Jessica Collacott with Exomphalos and Ventricular Septal Defects (VSDs)

Country: England, United Kingdom
Jessica’s mother Emily wanted to write her story to promote the use of Multi-Function Patient Monitors and to help with our fundraising for one monitor

At my 20 week scan they discovered that my baby had a small Exomphalos (some bowel outside of the body). I had regular scans and an amnio & none of these showed that there was anything else wrong. So even though I’d had a c-section with my son (Ben) I was told they were happy for me to have a natural birth in Taunton & the baby would have surgery not long after being born. A few weeks earlier than expected on 20th July 2010 my waters broke at 07:00 and my baby was born at 13:20, it was a beautiful girl, I was allowed to have a cuddle then they put a plastic bag around her middle & took her down to NICU.

She was transferred to St Michaels NICU (Neo-natal Intensive Care Unit) in Bristol that evening.

When we got there they explained to us that because of the Exomphalos they had scanned the baby’s heart & renal function and had found a hole in her heart, though not to worry as a hole in the heart is quite common.

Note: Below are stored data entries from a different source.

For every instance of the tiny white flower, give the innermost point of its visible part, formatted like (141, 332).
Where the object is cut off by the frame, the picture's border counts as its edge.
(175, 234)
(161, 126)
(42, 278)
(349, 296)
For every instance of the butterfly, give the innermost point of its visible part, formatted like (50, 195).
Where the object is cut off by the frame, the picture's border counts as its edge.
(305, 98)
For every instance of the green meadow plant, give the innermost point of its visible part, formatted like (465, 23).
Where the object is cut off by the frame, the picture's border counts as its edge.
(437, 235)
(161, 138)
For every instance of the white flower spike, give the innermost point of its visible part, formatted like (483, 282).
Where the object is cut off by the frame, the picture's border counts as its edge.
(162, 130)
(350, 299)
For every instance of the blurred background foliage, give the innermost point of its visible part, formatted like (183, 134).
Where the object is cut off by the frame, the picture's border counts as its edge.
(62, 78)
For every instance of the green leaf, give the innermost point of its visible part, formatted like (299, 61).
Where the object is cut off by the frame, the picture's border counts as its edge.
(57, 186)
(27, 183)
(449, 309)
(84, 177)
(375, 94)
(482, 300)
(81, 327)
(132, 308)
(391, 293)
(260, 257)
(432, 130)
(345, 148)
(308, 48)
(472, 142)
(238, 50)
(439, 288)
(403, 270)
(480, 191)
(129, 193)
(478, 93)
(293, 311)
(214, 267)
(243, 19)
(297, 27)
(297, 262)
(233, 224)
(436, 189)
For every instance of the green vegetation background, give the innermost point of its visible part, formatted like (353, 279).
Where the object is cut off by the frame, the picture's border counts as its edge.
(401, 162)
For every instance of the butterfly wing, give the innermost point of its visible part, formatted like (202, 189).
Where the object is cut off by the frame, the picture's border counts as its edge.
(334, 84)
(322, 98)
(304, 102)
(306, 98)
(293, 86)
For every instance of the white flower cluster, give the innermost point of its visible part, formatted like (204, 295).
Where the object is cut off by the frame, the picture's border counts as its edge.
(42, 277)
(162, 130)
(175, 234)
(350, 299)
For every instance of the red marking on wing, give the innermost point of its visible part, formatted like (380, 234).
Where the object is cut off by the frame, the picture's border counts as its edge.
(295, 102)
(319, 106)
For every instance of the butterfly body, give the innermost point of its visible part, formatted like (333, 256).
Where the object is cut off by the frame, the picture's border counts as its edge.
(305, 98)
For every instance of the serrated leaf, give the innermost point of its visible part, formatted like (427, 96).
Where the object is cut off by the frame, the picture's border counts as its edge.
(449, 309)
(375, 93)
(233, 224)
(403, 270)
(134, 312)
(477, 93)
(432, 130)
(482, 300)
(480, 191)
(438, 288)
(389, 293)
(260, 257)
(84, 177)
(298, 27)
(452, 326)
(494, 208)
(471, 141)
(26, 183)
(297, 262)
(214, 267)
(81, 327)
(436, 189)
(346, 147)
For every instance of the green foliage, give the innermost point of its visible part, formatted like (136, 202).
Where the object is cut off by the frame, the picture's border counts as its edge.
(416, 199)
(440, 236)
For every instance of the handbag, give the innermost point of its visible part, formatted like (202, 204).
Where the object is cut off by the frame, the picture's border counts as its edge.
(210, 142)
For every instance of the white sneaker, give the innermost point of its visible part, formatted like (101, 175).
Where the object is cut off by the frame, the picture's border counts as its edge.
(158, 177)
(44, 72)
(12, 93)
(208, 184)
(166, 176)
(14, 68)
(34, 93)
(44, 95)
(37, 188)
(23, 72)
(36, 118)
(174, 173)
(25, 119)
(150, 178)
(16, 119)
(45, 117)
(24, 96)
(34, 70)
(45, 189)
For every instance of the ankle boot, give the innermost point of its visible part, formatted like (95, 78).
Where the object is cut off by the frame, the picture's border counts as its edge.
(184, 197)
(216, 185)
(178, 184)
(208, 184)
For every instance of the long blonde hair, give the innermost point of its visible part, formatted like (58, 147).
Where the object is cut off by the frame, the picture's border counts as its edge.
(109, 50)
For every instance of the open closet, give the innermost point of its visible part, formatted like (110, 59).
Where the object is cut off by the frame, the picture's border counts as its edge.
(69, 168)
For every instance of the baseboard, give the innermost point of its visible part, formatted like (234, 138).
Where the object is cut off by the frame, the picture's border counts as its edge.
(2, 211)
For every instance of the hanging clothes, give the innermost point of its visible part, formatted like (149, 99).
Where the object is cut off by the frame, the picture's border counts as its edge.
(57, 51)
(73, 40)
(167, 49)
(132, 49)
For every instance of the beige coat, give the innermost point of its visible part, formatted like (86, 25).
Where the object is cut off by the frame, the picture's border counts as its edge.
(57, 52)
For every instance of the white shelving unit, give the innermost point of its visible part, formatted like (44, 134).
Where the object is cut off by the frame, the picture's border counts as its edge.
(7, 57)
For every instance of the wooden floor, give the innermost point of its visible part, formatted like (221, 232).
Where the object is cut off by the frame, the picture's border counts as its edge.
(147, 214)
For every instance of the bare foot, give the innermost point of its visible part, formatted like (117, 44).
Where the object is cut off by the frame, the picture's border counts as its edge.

I was given a room along the corridor from NICU which I was grateful for but missed being at home with Ben & my husband so was quite emotional. We decided to name her Jessica and when she was two days old she had an operation to put the bowel back inside her body. This went very well and Jessica was back in Taunton NICU at 9 days old to establish breastfeeding. We were told the symptoms of heart failure (a very scary word) and a follow up appointment was made to see a cardiologist in Taunton in about 6 weeks time.

Jessica was allowed home at 11 days old as she had taken to breastfeeding. She was quite a sleepy baby but not to unusual for a small baby and when she had a check up with a paediatrician in mid August they could not see any signs of heart failure. I remember thinking that things were now going to get better and we could enjoy being at home as a family. Then 5 days later Jessica was more sleepy than usual, had been sick a few times, and had a sweaty episode. I just knew that she wasn’t right so we took her to A&E, where she was seen very quickly. She went blue and her temperature had started to plummet, suddenly, then lots of doctors appeared. I felt helpless and very scared. They could not work out what was wrong with her, so they decided that she needed to be transferred to Bristol Royal Children’s Hospital PICU. The transfer team from Bristol came to get her, she was ventilated & sedated; at this point I felt exhausted and numb. My husband was away with work so my parents looked after Ben and I was allowed to travel up in an ambulance car. When I got to see Jessica she was hooked up to lots of drugs as well as being ventilated. It was horrible to see her like that but the nurses were great and explained everything to me. My husband managed to get to the hospital a few hours later. Jessica was very poorly and they were going to do lots of tests to work out what was wrong as they didn’t think it could be just down to the hole in the heart. None of the tests came back with anything, though a detailed ECHO of her heart actually showed that she has multiple holes (Ventricular Septal Defects [VSDs]) and poor heart function on the left side.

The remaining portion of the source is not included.